Social enterprises need social impact investing to thrive. The Organisation for Economic Development and Co-Operation (OECD) defines social impact investing as the provision of finance to organisations addressing social needs with the explicit expectation of a measurable social, as well as financial, return.
This has become increasingly relevant in today’s economic setting as social challenges have mounted with public funds in many countries under pressure. New approaches are needed for addressing social and economic challenges, including new models of public and private partnership which can fund, deliver and scale innovative solutions from the ground up.

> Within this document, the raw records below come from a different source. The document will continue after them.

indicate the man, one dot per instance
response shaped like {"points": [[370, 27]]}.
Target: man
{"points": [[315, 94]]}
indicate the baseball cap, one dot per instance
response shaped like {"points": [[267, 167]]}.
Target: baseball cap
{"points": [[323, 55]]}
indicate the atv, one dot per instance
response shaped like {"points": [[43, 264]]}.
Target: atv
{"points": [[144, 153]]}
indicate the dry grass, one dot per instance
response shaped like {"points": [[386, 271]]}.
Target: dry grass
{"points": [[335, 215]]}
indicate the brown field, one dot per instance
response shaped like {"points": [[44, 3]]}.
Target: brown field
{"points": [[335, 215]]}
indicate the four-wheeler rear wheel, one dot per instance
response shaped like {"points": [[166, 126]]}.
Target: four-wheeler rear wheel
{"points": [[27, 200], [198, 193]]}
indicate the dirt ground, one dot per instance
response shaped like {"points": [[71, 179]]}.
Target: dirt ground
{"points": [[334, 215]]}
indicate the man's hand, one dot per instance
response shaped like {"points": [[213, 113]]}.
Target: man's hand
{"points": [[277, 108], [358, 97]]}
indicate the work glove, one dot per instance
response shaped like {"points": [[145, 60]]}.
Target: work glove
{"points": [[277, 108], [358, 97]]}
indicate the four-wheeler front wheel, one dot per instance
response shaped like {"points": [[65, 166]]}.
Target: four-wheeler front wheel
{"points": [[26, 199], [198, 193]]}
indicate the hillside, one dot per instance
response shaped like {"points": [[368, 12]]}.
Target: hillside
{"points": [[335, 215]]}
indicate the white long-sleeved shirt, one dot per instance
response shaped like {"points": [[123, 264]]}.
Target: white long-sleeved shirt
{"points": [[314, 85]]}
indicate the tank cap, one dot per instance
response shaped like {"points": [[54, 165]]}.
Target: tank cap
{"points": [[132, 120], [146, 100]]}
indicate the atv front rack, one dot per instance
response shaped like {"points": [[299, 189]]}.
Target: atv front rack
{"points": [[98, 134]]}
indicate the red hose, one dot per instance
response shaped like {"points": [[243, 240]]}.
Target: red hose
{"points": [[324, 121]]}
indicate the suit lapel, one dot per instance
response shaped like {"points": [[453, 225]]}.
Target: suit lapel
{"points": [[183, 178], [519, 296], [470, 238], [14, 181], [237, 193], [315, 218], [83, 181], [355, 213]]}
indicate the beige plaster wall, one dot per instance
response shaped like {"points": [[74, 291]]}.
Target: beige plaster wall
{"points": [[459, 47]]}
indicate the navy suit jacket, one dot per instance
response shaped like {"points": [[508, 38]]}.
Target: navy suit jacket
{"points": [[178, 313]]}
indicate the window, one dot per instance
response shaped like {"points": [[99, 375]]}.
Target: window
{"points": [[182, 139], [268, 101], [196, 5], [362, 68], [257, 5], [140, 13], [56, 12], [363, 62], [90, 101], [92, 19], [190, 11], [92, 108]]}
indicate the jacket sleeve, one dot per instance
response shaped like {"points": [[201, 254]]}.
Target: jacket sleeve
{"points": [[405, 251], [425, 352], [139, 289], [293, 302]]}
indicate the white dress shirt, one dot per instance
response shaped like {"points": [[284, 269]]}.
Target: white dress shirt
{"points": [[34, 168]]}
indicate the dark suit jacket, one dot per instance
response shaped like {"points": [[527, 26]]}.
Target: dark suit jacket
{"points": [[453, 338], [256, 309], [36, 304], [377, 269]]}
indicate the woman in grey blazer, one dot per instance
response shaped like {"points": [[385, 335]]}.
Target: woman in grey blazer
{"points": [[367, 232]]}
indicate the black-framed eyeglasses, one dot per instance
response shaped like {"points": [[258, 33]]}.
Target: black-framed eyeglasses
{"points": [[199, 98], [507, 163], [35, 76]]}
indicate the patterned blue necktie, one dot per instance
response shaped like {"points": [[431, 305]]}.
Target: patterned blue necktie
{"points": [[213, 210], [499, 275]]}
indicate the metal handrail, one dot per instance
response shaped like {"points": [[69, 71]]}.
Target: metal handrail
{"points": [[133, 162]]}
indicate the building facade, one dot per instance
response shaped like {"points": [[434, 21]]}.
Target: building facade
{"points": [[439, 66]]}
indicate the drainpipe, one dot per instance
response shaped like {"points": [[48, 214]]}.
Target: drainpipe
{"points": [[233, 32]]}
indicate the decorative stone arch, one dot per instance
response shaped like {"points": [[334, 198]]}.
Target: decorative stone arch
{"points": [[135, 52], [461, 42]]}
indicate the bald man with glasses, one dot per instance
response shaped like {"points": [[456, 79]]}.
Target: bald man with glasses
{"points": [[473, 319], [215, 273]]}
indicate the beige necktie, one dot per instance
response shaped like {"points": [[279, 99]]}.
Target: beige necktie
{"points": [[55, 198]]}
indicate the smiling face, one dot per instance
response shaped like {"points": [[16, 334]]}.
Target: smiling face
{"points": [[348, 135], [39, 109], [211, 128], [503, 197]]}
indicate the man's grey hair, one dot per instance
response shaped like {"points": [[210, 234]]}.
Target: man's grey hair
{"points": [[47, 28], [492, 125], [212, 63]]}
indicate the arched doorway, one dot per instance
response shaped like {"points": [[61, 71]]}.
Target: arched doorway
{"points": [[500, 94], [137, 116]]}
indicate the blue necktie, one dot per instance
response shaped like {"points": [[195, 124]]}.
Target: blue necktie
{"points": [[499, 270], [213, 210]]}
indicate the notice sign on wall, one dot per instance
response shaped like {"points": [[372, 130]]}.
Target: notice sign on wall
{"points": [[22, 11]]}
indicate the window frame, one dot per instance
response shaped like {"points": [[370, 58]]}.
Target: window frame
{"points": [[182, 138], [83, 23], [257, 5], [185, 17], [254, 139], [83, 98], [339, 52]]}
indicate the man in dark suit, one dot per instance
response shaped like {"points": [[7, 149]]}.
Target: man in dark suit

“Over 60 percent of Nigeria’s population is between the ages of 15 – 35 and unemployment rates happen to be highest in this demographic as well. The SIPA caters to this group of Nigerians. Again social needs seeking for solution abound in Nigeria and these young Nigerians are proffering solutions in the form of businesses” said Ogochukwu Ekezie-Ekaidem, Head, Corporate Affairs and Corporate Communication, Union Bank, PLC.
“The SIPA grooms these fledgling social innovators by helping them build business structures, develop strategies and attach them to mentors, who teach them the nitty-gritty of long-term business sustainability” Ekezie-Ekaidem added.